Without the power to create a competitive tax regime, poor places are locked forever into either poverty, or dependence on hand-outs from richer neighbours. Which path would the EU Commission prefer? Actually, it seems to prefer not to think about the problem at all. Nor does it seem concerned that its precious “free movement of people” rule is ensuring that the most talented and ambitious young people among the poor populations of the EU are flocking to the richer countries whose growing economies offer the opportunities that may never be available at home – thanks to Brussels’ insistence that governments not compete “unfairly” for business.

Meanwhile the UK, were it not for the wisdom of its population in the referendum, might have been in line for the same treatment as Ireland in the not-distant future. This country has, after all, a notable history for making radical fiscal decisions when it needs to save itself and serve the interests of its own people. Over the coming months and years, we will be re-discovering the joys of such independence, and that liberation will be particularly striking if Brussels gets its way and succeeds in shutting down the self-determination and accountability of EU puppet governments. Well, goodbye to all that. The world is soon to be open to us for bi-lateral trade agreements with our old Commonwealth friends – with Australian Prime Minister Malcolm Turnbull keen to be first to start talks – and with the Asian tiger economies.

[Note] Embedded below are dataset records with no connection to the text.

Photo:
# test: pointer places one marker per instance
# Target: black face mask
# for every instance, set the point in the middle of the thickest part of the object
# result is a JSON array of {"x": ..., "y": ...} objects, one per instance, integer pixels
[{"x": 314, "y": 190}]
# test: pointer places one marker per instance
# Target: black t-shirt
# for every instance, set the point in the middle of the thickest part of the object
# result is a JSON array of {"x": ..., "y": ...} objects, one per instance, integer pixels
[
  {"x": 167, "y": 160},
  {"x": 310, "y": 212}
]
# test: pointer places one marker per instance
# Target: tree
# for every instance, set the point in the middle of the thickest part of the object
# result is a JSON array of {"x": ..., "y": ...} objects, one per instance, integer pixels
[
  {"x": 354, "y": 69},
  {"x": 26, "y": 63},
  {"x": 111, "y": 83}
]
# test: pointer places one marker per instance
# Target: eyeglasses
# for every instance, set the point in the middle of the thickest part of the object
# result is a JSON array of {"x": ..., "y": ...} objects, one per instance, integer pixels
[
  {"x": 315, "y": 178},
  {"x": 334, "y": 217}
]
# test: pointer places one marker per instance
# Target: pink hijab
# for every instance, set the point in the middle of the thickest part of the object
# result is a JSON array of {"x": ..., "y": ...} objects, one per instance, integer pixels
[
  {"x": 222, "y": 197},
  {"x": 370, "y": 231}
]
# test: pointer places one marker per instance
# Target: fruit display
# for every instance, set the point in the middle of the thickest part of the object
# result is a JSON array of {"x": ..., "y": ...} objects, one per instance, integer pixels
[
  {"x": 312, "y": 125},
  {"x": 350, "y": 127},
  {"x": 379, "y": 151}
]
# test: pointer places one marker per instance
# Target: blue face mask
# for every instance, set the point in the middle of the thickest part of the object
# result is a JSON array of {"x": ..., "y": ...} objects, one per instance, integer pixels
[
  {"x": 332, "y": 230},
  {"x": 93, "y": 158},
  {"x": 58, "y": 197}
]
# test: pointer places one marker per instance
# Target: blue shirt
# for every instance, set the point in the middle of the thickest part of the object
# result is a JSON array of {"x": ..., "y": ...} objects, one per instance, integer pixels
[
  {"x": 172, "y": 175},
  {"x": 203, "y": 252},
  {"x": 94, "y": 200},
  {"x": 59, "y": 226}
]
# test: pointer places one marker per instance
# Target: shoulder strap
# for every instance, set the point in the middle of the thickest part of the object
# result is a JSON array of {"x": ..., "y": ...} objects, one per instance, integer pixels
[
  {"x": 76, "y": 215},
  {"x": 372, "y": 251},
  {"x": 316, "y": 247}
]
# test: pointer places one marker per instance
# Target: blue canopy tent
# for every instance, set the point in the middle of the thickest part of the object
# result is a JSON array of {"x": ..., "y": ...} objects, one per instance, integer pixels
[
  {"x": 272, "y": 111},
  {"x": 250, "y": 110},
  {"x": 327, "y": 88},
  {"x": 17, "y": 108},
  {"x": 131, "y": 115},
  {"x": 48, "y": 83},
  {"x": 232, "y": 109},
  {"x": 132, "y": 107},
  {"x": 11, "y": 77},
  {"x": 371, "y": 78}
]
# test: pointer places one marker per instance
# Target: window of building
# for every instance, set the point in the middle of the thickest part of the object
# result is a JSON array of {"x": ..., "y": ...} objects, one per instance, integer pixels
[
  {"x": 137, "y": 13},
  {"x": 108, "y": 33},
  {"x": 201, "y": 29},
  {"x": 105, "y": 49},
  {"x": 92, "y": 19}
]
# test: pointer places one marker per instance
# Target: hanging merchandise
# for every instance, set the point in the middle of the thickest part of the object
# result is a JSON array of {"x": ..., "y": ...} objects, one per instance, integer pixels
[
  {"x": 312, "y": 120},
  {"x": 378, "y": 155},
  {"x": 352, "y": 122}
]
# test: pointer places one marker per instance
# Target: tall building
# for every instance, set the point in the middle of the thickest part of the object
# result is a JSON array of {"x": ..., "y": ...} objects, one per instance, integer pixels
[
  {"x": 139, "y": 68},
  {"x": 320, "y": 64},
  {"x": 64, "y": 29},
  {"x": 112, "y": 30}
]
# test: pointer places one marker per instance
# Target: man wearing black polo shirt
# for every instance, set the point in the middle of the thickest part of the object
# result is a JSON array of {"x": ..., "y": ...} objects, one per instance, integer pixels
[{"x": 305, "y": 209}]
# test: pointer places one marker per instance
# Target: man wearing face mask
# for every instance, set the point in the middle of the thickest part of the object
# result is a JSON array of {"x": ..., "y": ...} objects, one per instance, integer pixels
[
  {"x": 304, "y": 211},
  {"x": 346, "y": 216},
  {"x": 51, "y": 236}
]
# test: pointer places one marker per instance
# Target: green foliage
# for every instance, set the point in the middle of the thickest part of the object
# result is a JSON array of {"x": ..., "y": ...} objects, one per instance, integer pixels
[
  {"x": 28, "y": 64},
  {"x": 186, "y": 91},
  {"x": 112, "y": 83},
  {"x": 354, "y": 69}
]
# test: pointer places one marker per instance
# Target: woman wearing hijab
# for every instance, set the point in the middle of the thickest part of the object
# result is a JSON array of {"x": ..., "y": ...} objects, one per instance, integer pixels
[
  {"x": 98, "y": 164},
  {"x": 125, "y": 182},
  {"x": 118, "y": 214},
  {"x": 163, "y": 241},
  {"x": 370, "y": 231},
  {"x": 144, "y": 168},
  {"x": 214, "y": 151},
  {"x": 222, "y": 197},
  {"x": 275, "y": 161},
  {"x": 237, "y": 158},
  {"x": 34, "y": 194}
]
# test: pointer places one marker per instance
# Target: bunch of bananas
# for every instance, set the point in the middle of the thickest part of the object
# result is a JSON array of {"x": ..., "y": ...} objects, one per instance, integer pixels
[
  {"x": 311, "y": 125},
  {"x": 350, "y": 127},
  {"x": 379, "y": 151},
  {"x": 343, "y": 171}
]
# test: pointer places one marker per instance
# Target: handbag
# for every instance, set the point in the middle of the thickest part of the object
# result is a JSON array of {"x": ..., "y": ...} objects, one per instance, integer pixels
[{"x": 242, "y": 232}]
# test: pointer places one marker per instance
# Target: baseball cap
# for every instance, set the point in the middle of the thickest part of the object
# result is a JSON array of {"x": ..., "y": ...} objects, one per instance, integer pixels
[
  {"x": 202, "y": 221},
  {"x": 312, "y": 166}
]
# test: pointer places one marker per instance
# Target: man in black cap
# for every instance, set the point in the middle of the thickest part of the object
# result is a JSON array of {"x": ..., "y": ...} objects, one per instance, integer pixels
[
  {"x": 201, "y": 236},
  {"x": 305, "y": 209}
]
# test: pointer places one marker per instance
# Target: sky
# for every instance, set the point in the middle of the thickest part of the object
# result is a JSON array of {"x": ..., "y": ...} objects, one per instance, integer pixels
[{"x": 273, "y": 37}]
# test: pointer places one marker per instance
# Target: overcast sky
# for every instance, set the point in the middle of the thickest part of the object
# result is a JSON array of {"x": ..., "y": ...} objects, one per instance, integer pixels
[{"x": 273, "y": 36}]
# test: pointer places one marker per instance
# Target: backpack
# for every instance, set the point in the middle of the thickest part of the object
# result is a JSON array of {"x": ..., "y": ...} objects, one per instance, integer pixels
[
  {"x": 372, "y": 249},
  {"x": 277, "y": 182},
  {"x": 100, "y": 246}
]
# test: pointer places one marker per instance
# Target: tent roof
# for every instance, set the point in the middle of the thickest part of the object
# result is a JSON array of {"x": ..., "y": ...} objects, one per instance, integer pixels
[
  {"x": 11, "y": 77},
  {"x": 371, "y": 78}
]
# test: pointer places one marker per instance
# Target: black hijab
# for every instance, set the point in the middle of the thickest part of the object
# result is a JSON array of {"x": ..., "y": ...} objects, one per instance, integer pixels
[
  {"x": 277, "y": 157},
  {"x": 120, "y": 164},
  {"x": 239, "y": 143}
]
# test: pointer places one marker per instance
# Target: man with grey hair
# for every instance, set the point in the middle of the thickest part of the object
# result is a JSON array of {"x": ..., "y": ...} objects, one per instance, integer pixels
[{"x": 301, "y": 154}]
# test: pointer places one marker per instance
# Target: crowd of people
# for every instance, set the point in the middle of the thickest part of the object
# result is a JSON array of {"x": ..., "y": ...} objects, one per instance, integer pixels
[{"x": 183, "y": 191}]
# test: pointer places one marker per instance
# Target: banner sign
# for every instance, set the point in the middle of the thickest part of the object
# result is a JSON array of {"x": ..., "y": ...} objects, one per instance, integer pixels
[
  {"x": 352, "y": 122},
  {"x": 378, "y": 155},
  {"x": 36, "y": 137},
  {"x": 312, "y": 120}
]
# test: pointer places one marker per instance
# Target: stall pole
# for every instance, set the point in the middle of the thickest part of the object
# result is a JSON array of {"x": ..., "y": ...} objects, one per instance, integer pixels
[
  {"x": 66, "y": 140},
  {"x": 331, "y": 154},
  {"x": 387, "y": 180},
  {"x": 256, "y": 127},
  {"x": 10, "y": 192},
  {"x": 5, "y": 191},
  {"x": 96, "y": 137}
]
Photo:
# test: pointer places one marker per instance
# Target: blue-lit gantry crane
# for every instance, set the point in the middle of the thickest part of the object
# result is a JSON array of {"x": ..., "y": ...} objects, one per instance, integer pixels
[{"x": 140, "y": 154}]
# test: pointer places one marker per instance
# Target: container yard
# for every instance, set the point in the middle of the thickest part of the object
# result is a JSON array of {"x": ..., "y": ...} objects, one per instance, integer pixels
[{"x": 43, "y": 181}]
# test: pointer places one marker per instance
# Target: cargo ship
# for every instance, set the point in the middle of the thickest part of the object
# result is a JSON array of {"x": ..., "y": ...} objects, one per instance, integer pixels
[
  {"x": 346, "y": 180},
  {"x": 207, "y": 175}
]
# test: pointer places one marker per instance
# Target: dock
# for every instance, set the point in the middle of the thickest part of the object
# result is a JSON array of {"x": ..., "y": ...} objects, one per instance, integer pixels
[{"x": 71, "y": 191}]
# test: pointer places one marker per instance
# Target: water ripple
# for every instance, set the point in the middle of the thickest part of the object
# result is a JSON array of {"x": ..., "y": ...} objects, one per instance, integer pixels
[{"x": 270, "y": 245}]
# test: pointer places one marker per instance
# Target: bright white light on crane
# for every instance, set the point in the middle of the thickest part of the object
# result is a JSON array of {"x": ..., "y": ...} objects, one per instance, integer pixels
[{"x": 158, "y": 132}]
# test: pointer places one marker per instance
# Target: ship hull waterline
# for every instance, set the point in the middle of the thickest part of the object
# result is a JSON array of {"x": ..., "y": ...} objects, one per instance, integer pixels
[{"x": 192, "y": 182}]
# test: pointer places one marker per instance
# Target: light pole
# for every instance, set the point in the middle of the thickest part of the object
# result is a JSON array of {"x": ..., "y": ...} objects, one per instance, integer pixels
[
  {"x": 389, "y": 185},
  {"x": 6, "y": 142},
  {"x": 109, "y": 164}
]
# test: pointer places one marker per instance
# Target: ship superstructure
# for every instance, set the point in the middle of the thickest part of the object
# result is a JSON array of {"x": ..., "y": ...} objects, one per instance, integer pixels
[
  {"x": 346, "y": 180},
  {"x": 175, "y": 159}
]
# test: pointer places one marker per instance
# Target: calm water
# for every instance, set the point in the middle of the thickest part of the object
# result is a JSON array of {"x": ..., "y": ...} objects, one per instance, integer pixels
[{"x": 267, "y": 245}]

Ironically, the great explosion of technological enterprise from which Ireland has hitherto been in a position to benefit will now be quite likely to shop for a new home – and the UK will be a perfect candidate with the same advantages of transatlantic connections and English language that Ireland had. But the kind of bilateral trade deals with us which Ireland, as a small independent economy, might once have enjoyed will not be possible so long as it remains an EU member.

There will be limitless opportunities for an industrious, entrepreneurial country no longer bound by the parochialism of the EU with its obtusely outdated post-war view of economics. An infinitely adaptable tax structure and a frankly competitive approach to encouraging investment – perhaps with a serious cut in corporation tax and a further lowering of National Insurance contributions for start-up businesses – could allow partnerships to be formed with eager, equally adaptable, emerging powers as well as the possibility of instantaneous response to new technologies and markets. If ever there was a moment to throw off hidebound assumptions and ideological restrictions, this is it.

Talk of adopting the Norway (or the Swiss) model is absurdly self-limiting. Our circumstances as a large, variegated and flourishing economy are unique. Without the encumbrance of Brussels protectionism and perverse anti-competitiveness, our new arrangements can be bespoke and endlessly flexible – surely the keys to survival in a globalised economy.

The dream of a European union was seen from the outset as a way of undermining the nation state with its dangerous tendency to evoke febrile nationalism. The war crimes of the 20th century were to be repudiated forever by deconstructing that demonic vision. Almost entirely forgotten has been the lesson of an earlier century: that the concept of self-governing nationhood, with a government accountable to its own people and free to set its own economic goals, was one of the most progressive ideas in human history.

It may be time for the British to offer a new version of that model which was once their gift to the world.